Paper long abstract:
This paper discusses how approaching research as an artist might approach making art can open space for groups of people to negotiate emerging proposals for developing or adapting political systems. In July 2017, two groups of academics, artists and activists met in Kampala, Uganda and Dhaka, Bangladesh to explore how art can help us imagine and inhabit new ways of being, feeling and knowing, as part of a bigger project trying to articulate and explore political utopias/alternatives. With notable exceptions, much literature on arts-based research methods discusses what is discovered through a reading of the final product, rather than what is discovered through the process of making art. In this paper we explore the disruptive power of behaving like a researcher and an artist, in research that seeks to allow dominant political and economic structures and conventions to be disentangled, shaken, upturned, interrogated and new ideas to emerge.
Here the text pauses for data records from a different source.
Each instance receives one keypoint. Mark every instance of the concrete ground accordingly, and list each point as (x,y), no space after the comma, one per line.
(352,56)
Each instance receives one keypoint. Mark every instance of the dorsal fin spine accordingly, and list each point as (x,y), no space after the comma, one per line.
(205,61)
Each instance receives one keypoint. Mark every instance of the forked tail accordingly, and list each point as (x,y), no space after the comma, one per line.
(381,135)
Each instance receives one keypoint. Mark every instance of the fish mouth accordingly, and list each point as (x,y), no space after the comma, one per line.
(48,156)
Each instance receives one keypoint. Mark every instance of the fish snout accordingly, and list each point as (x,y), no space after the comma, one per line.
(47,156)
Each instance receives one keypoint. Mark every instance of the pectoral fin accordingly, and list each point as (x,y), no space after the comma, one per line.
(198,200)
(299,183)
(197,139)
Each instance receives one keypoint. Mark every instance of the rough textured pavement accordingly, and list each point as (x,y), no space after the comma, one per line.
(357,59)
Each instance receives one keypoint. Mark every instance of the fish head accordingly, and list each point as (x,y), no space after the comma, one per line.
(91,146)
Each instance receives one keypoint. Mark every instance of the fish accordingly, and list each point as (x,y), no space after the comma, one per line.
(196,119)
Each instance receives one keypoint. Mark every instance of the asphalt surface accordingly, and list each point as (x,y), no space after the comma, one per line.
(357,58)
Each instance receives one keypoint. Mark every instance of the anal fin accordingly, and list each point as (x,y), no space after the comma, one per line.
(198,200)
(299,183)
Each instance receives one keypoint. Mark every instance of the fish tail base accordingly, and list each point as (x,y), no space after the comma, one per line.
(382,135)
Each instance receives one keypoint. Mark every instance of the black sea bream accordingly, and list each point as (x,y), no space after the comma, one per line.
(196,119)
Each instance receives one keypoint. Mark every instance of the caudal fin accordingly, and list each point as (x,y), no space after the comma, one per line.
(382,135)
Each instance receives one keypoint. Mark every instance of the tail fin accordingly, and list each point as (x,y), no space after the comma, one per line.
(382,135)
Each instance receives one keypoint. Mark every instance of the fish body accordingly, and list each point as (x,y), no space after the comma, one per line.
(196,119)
We identify a number of practices common to artists that we feel could help researchers/participants to know and notice differently: embodied cognition; falling in and out of work; noticing what's there not what we expect; deference to expertise and skills; and working without a goal. The techniques and materiality of arts-based methods can help participants to inhabit alternative epistemological standpoints. We explore the tension between the depth of insight obtained through expertise in one approach and the range of epistemological perspectives that can be experienced by experimenting with many.